The formula for the roots is
$$
x = \frac{ -b \pm\sqrt{b^2 - 4ac}}{2a}.
$$
The real/complex dependence of the roots of the coefficients therefore only depends on $b^2 - 4ac$. Now since $1 \le a,b,c \le 6$ and that those are integers, there are not many possibilities for this to equal zero. By inspection,
$1 - 4ac \ge 0$ means $\frac 14 \ge ac$, which is impossible, hence we have $36$ complex-root-cases
$4 - 4ac \ge 0$ means $1 \ge ac$, which means $a=c=1$, hence $(1,2,1)$ is one equal-root-case (and real), or the other $35$ cases are complex
$9 - 4ac \ge 0$ means $\frac 94 \ge ac$, so that equality is impossible, but we can have $ac = 1$ and $ac=2$ to satisfy this inequality, hence there are three real-roots-cases here ($(1,3,1)$, $(1,3,2)$, $(2,3,1)$) and $33$ other complex-roots-cases
$16- 4ac \ge 0$ means $ac \le 4$, hence $(4,4,1)$, $(2,4,2)$ and $(1,2,4)$ are 3 equal-root-cases, the number of ways to get $ac \le 4$ (if you count them, you get 11, 12, 13, 14, 21, 22, 31, 41, so there are $8$) is the number of real-root-cases, and the rest ($28$ cases) are complex
$25- 4ac \ge 0$ means $\frac {25}4 \ge ac$, thus equality is impossible, but the number of ways to get $ac \le 6$ is $14$ (11,12,13,14,15,16, 21, 22, 23, 31, 32, 41, 51, 61 are the $14$ cases) hence the $22$ other cases are complex-roots-cases and those $14$ are real-root-cases
$36- 4ac \ge 0$ means $ac \le 9$, hence $(3,6,3)$ is one equal-root-case and the real root cases are those with $ac \le 9$, hence giving the $15$ cases as for $ac \le 6$, plus the 3 cases 24, 33 and 42, for a total of $17$ real root-cases and $19$ complex-root-cases. To sum it up,
- $b=1$ : $0$ equal, $0$ real, $36$ complex
- $b=2$ : $1$ equal, $1$ real, $35$ complex
- $b=3$ : $0$ equal, $3$ real, $33$ complex
- $b=4$ : $3$ equal, $8$ real, $28$ complex
- $b=5$ : $0$ equal, $14$ real, $22$ complex
- $b=6$ : $1$ equal, $17$ real, $19$ complex.

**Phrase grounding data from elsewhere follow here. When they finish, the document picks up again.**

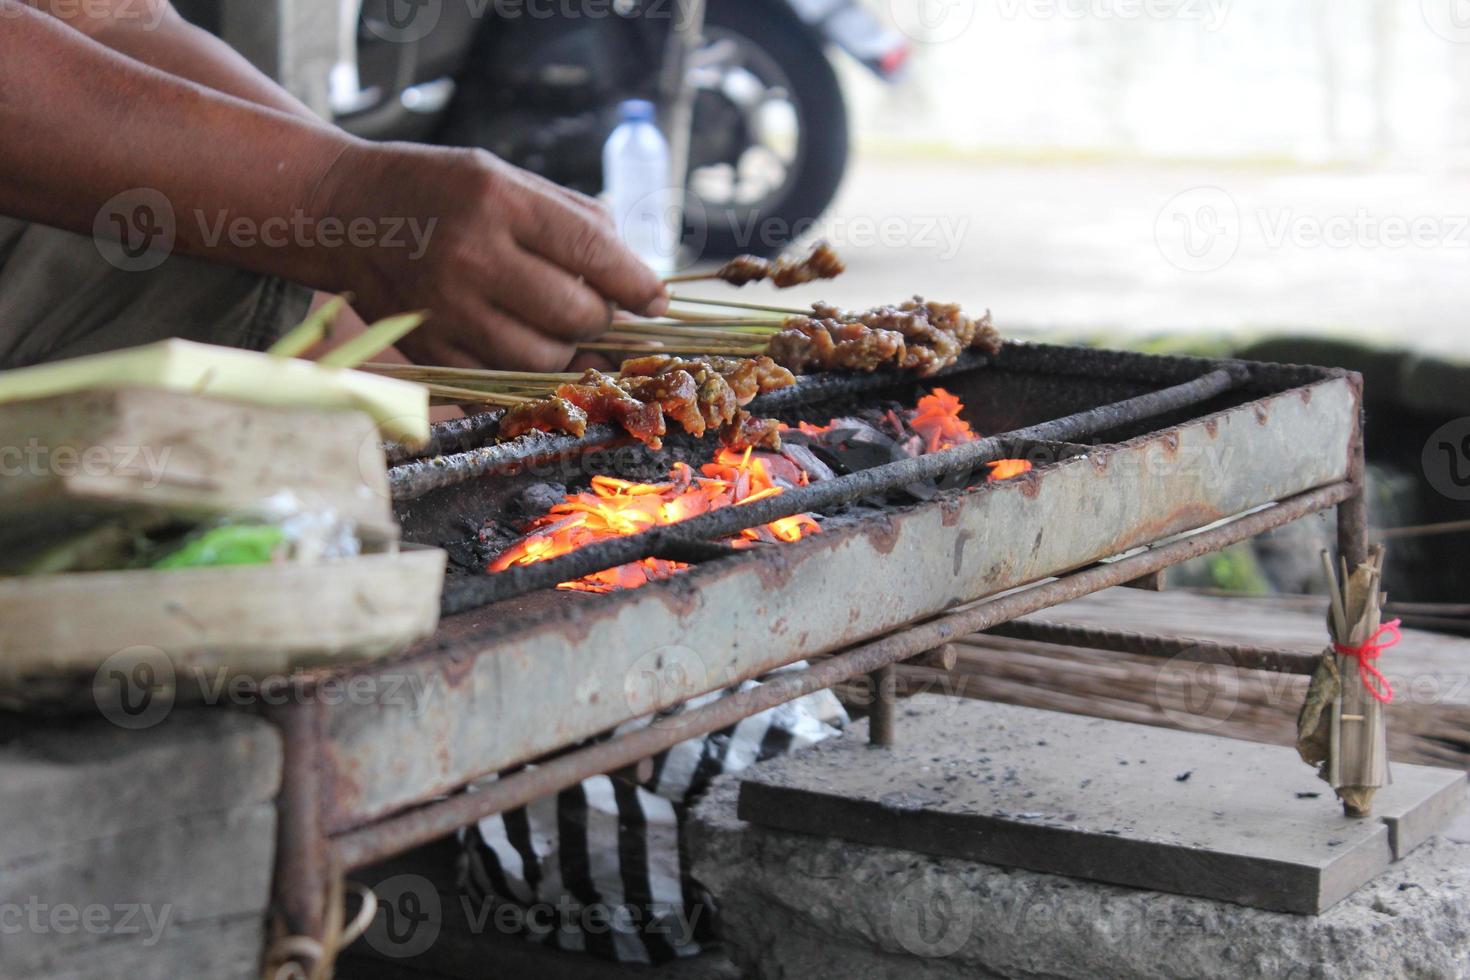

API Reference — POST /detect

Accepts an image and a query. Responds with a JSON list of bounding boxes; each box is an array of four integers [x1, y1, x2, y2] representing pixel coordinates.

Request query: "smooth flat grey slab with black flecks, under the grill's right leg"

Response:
[[739, 696, 1466, 914]]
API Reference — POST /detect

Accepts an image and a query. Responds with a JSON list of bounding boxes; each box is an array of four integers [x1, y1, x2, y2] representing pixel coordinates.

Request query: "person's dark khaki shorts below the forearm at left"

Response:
[[0, 217, 312, 367]]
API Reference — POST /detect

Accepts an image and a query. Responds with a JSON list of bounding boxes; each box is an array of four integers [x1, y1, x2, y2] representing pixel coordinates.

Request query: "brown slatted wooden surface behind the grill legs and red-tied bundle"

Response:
[[854, 589, 1470, 768]]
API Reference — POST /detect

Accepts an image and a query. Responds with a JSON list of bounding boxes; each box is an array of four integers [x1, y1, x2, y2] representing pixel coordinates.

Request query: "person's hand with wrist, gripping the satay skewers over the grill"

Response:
[[321, 144, 667, 372]]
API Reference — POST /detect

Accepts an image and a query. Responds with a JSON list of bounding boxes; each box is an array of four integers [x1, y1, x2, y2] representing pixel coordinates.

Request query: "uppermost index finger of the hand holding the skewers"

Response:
[[517, 189, 669, 316]]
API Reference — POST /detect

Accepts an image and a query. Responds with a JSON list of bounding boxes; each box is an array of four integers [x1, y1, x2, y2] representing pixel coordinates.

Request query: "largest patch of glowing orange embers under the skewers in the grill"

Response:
[[490, 450, 822, 592]]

Therefore the probability that the roots are equal is $\frac{5}{6^3} = \frac 5{216}$, the probability that the roots are real is $\frac{1+3+8+14+17}{6^3} = \frac{43}{216}$ and the probability that the roots are complex is $\frac{36+35+33+28+22+19}{6^3} = \frac{173}{216}$.
Best Answer
We show the path to the answers using somewhat tedious listing. The symmetry between $a$ and $c$ could be used to cut down on the work. We use the fact that the quadratic has real solutions if and only if the discriminant $b^2-4ac$ is $\ge 0$, and equal solutions if and only if $b^2-4ac=0$.
Equality is easiest. This happens if and only if $b^2=4ac$. That forces $b=2$, $4$, or $6$. If $b=2$, we need $a=c=1$, so the only configuration is $(1,2,1)$. If $b=4$, we want $ac=4$, which can happen in $3$ ways, $(1,4,4)$, $(4,4,1)$, and $(2,4,2)$. Finally, if $b=6$, we want $ac=9$, which only happens with the configuration $(3,6,3)$. Each configuration has probability $\frac{1}{6^3}$, so the required probability is $\frac{5}{216}$.
For real solutions , we want $b^2\ge 4ac$. That cannot happen if $b=1$. If $b=2$, it can only happen if $ac=1$, giving a contribution of $\frac{1}{216}$. If $b=3$, we want $ac\le 2$, which can happen in $3$ ways, for a contribution of $\frac{3}{216}$.
We leave the cases $b=4$ and $b=5$ to you. For $b=6$, we want $ac\le 9$. Let us list the ways. With $a=1$, $b$ can have $6$ values. With $a=2$ there are $4$. With $a=3$ there are $3$. With $a=4$ there are $2$. And there are $1$ each for $a=7$ and $a=6$. That gives a contribution of $\frac{17}{216}$.
For complex, one could say that the probability is $1$, since every real number is in particular a complex number. But what is probably intended is complex and non-real. Then the required probability is $1$ minus the probability the root(s) are real.